Department of Justice Seal Department of Justice
FOR IMMEDIATE RELEASE
THURSDAY, OCTOBER 21, 2004
WWW.USDOJ.GOV
CRM
(202) 514-2008
TDD (202) 514-1888

APPEALS COURT UPHOLDS DEPORTATION OF NAZI CRIMINAL


WASHINGTON, D.C. - Assistant Attorney General Christopher A. Wray of the Criminal Division announced today that a federal appeals court has affirmed an order directing the deportation of Algimantas Dailide, 82, a former resident of Brecksville, Ohio, and Gulfport, Florida, for his role in the persecution of Jews in Nazi-occupied Vilnius, Lithuania, during World War II.

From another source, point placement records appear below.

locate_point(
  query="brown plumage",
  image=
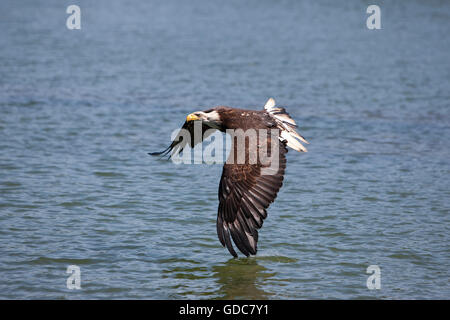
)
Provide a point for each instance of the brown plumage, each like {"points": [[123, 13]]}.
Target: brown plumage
{"points": [[247, 188]]}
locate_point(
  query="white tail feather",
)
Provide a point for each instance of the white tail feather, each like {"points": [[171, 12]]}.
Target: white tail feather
{"points": [[286, 125]]}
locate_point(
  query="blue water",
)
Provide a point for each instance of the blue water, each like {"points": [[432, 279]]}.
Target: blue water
{"points": [[80, 109]]}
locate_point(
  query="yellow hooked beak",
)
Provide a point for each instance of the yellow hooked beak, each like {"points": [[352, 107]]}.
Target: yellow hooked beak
{"points": [[192, 117]]}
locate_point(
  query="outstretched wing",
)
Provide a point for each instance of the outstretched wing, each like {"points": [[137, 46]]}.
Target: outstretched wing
{"points": [[245, 192], [182, 140]]}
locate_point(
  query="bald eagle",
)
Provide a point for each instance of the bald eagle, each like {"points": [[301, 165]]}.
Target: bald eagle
{"points": [[246, 188]]}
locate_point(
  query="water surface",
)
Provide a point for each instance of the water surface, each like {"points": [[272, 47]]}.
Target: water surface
{"points": [[80, 109]]}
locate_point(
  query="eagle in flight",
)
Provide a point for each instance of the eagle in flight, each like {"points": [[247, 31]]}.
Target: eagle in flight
{"points": [[247, 187]]}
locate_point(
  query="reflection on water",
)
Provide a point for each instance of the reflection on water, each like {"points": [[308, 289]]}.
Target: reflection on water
{"points": [[242, 279]]}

The U.S. Court of Appeals for the Eleventh Circuit, sitting in Atlanta, earlier this week unanimously upheld an October 2003 ruling by the U.S. Board of Immigration Appeals, which found that in the fall of 1941, Dailide, then a member of the Nazi-sponsored Lithuanian Security Police (the Saugumas), took part in the wartime arrest of Jewish men, women and children who were attempting to escape from forced confinement in the Vilnius Jewish ghetto. A federal court in Ohio had revoked Dailide’s U.S. citizenship in 1997, after confirming his role in the arrests.

The Saugumas systematically investigated, arrested, and turned over for punishment and execution Jews who attempted to escape from the barbed-wire enclosed Vilnius ghetto, as well as any person who tried to help Jews. Jews arrested by the Saugumas were either shot at execution pits at Paneriai, a wooded area outside Vilnius - where some 50,000 Jews were murdered during the war - or were returned to the Vilnius ghetto for further confinement under inhumane conditions. Dailide joined the Saugumas in 1941 and served until 1944, when the Nazis fled Vilnius. He entered the United States in 1950, after falsely telling U.S. immigration officials that he had been a “forester” during the war.

The Eleventh Circuit found that Dailide committed specific acts of persecution, including arresting Jews who were attempting to escape from the Vilnius ghetto. The escaping Jews were taken into custody by the Saugumas, and were turned over to Nazi security forces. The court stated: “The facts reveal Dailide’s personal and direct involvement in the persecution of Jews.”

In December 2003, Dailide fled the United States for Germany while his appeal was pending. His name has been added to the federal inter-agency visa denial system, so that he may not enter this country again.

The case was investigated and prosecuted by the Criminal Division’s Office of Special Investigations (OSI). The Dailide appeal was litigated before the Eleventh Circuit by OSI Senior Trial Attorney Jeffrey L. Menkin. Three of Dailide’s Saugumas colleagues were previously prosecuted by OSI. In 1996, a federal court in Boston denaturalized Vilnius Saugumas Chief Aleksandras Lileikis, who fled to Lithuania and died there before his trial on genocide charges could be completed. In 1996, a federal court in Washington, DC, revoked the citizenship of Kazys Gimzauskas, Lileikis' deputy and a former resident of St. Petersburg, Florida. In February 2001, Gimzauskas was convicted by a Lithuanian court of participating in genocide. In 1998, a federal court in Tampa denaturalized Adolph Milius of St. Petersburg, who had participated with Dailide in the arrests of Jewish civilians. Milius also fled to Lithuania, where he died in 1999.

The case is a result of OSI's ongoing efforts to identify, investigate and take legal action against former participants in Nazi persecution who reside in the United States. Since OSI began operations in 1979, it has won cases against 95 individuals who assisted in Nazi persecution. In addition, more than 170 individuals who sought to enter the United States in recent years have been blocked from doing so as a result of OSI's “Watch List” program, which is enforced in cooperation with the Department of Homeland Security.